The medical term for menstrual pain is dysmenorrhea. There are two known types: primary and secondary.
- Primary dysmenorrhea is ordinary menstrual cramps. This can sometimes be accompanied by fatigue, diarrhea, and vomiting. This becomes less painful as you get older and may even stop once you have a baby.
- Secondary dysmenorrhea is more serious, as this is caused by a disorder in the reproductive organ. This is normally associated more with severe menstrual pain and heavy bleeding.
The medical term for menstruation with heavy or prolonged bleeding is menorrhagia. This normally lasts more than 7 days.
Normally, women lose an average of 30 to 40 milliliters of blood (or around 6 to 8 teaspoons of blood) during their menstrual cycle. Women who experience menorrhagia may lose more than 80 milliliters, which is more than the normal amount. This may cause anemia, which can lead to dizziness or fatigue.
If you experience any of the following symptoms, you may have menorrhagia:
- Using double sanitary protection due to extremely heavy flow
- Changing pads on an almost hourly basis because it fills up easily
- Waking up in the middle of the night to change pads
- Bleeding for more than a week
- Blood clots that are bigger than a coin
- Not being able to do your normal routine due to heavy flow
- Tiredness, fatigue, and shortness of breath
What causes severe menstrual pain and heavy bleeding?
Uterine contractions, which can result in menstrual cramps, can be caused by prostaglandins which are hormone-like substances. Though not yet proven, it has been shown that the higher the level of prostaglandins, the more severe the menstrual cramp can be.
There are other possible causes for experiencing extreme menstrual pain and heavy, prolonged bleeding.
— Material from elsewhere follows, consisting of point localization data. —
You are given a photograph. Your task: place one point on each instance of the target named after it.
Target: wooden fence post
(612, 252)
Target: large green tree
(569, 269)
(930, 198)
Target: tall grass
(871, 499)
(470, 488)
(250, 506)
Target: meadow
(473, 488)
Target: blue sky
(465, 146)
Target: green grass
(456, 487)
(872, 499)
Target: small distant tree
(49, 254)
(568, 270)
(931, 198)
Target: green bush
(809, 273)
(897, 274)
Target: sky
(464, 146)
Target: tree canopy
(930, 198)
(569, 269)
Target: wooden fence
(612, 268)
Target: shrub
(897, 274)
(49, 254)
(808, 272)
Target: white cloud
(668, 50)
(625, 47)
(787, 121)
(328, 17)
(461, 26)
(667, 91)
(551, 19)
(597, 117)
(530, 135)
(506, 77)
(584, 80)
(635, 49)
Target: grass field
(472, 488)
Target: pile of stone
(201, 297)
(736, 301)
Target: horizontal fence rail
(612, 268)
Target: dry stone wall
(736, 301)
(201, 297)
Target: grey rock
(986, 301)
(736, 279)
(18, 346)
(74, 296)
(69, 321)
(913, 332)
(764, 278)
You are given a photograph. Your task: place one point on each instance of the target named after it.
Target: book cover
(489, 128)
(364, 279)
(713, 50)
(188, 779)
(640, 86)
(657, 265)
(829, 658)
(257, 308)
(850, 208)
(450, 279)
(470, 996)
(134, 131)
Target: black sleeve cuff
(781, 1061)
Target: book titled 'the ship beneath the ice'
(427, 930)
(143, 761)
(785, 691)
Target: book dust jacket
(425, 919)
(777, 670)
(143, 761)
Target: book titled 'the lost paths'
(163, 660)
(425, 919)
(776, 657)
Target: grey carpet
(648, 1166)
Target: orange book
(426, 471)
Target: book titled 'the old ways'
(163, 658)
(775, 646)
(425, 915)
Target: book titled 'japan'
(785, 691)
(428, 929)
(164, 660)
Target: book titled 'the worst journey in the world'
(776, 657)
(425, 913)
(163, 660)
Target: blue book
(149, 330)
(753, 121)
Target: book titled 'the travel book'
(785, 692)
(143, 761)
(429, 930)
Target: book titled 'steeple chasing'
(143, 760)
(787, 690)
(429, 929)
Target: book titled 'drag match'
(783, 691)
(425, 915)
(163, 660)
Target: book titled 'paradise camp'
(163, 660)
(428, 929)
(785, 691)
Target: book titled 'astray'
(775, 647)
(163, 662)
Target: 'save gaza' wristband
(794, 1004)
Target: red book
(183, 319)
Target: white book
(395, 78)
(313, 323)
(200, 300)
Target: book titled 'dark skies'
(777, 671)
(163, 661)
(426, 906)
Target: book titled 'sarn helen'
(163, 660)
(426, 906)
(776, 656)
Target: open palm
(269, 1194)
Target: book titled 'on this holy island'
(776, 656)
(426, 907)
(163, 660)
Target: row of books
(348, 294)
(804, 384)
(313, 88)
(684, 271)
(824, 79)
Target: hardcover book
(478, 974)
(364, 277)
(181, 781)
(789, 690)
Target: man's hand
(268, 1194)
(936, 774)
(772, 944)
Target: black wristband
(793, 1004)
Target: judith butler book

Here’s a list of potential reasons:
- Using an Intrauterine Device (IUD) as a form of birth control
- Ovarian cysts
- Uterine fibroids or polyps
- Pelvic infections
Other potential reasons are:
- Ectopic pregnancy
- Cancer of the uterus or cervix
- Von Willebrand Disease
Who is at risk of having severe menstrual pain and heavy bleeding?
There are certain people who may be more prone to experiencing severe menstrual pain though not everyone who falls under these categories will.
- Irregular menstrual cycle
- Family history of excessively painful periods
- Never having given birth
- Being 30 years old and below
Treatment for severe menstrual pain and heavy bleeding
When severe menstrual pain and bleeding starts to affect your daily life, your doctor may give you options to control this. The treatment that will be recommended will be based on the severity of the situation.
You can be given birth control pills to alter the balance of hormones in your body to end heavy periods. Or you can be prescribed medications to reduce heavy flow.
As a last resort, you can also be recommended for surgery if needed to remove fibroids or polyps if this is the cause of the severe menstrual pain and bleeding.
In really extreme cases, doctors would recommend a hysterectomy, which is a surgery to remove the uterus.
When is it time to call a doctor?
For some women who have high tolerance, severe menstrual pain and heavy bleeding may be a normal occurrence, but if you experience the following symptoms, it’s time to book that appointment with your OB-GYN.
- 3 painful menstrual cycles
- Presence of blood clots
- Pelvic pain even when not menstruating
- Pain that persists even after IUD placement
- Cramping that is accompanied by nausea and diarrhea
Even though having severe menstrual pain and heavy bleeding month after month can be a major inconvenience, this should not hinder you from enjoying life.
As long as you follow what the doctor will prescribe and suggest, you should be able to go about your daily routine. There are medicines that are available to help ease the pain and regulate your cycle so that you can still enjoy life even during that time of the month.
Hello Health Group does not provide medical advice, diagnosis or treatment.